Thomas Malone

Personal information
- Full name: Thomas Joseph Malone
- Born: 17 May 1876 Christchurch, New Zealand
- Died: 5 June 1933 (aged 57) Christchurch, New Zealand
- Batting: Right-handed
- Bowling: Right-arm spin

Domestic team information
- 1895-96 to 1908-09: Canterbury

Career statistics
| Competition | First-class |
| Matches | 11 |
| Runs scored | 24 |
| Batting average | 2.66 |
| 100s/50s | 0/0 |
| Top score | 7 |
| Balls bowled | 2080 |
| Wickets | 39 |
| Bowling average | 22.76 |
| 5 wickets in innings | 1 |
| 10 wickets in match | – |
| Best bowling | 7/30 |
| Catches/stumpings | 0/0 |
- Source: Cricinfo, 11 November 2017

= Thomas Malone (cricketer) =

New Zealand cricketer

Thomas Joseph Malone (17 May 1876 – 5 June 1933) was a New Zealand cricketer who played first-class cricket for Canterbury from 1896 to 1909.

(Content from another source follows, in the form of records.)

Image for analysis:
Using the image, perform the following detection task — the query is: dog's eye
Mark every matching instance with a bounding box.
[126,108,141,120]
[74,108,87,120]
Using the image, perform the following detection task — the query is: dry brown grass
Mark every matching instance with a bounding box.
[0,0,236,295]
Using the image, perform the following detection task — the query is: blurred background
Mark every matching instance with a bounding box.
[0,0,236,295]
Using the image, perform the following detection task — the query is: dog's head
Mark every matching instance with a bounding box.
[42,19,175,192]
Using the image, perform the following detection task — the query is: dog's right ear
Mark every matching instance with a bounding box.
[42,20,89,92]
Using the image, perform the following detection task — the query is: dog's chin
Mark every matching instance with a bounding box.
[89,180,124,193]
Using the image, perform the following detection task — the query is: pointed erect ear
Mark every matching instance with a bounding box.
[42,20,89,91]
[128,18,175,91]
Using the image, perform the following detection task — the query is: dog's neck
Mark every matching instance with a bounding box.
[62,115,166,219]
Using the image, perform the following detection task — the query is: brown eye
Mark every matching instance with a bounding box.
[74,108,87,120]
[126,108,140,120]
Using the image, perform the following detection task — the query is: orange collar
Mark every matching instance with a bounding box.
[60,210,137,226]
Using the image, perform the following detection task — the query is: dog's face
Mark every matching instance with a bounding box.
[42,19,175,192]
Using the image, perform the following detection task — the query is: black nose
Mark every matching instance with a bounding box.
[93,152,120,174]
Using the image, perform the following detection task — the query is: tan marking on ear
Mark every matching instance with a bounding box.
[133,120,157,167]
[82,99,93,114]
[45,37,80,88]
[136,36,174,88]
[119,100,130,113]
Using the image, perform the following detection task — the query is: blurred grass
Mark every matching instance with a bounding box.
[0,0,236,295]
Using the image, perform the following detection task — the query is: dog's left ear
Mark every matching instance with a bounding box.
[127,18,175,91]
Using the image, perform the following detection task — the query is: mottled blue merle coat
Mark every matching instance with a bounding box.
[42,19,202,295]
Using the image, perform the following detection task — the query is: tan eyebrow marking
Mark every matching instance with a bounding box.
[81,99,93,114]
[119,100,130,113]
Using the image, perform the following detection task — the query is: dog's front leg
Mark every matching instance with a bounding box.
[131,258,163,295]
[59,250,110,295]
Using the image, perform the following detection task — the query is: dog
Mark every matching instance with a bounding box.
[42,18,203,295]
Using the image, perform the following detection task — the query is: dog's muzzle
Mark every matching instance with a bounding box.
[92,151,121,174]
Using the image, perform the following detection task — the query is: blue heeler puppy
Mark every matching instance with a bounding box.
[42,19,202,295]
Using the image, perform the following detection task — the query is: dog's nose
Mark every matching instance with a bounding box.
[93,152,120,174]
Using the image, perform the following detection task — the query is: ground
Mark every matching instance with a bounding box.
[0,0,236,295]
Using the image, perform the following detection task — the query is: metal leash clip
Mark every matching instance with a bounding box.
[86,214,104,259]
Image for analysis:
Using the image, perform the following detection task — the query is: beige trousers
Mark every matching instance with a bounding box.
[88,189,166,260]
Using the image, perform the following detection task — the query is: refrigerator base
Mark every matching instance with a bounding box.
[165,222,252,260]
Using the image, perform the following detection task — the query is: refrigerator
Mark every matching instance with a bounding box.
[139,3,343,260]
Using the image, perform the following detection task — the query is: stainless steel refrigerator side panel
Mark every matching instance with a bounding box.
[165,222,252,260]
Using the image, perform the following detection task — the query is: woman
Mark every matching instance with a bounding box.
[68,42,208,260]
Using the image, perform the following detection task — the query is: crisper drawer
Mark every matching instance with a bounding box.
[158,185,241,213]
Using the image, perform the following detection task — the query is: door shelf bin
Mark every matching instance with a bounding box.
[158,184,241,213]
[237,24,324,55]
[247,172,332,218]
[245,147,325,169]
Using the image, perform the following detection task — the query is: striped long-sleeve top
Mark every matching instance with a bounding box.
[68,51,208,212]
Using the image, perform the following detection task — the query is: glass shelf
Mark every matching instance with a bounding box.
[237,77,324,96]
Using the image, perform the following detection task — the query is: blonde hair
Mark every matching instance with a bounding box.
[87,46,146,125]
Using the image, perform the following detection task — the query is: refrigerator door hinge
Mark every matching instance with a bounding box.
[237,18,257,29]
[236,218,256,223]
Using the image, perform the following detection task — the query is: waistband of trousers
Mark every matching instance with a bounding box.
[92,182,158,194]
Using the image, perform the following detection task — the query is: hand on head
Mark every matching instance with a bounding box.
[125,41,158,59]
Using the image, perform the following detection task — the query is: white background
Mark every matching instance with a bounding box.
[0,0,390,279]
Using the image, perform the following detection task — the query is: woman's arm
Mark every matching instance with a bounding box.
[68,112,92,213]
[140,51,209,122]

Malone was a right-arm spin bowler, able to move the ball either way off the pitch, who often opened the bowling. He bowled unchanged throughout the innings when he took his best first-class figures, 7 for 30 against Otago in 1896–97. Canterbury dismissed Otago in the first innings for 68, but Otago recovered to win by 146 runs. He represented New Zealand once, in a four-day match against the touring Melbourne Cricket Club in 1905–06, a tour that, despite the strength of the Melbourne team, does not have first-class status. He took 7 for 54, New Zealand's only notable performance in match that the inclement weather helped them to draw.

Malone worked for more than 30 years for P. & D. Duncan Ltd. engineering works in Christchurch. He died at the age of 57, leaving a widow and their three daughters and a son.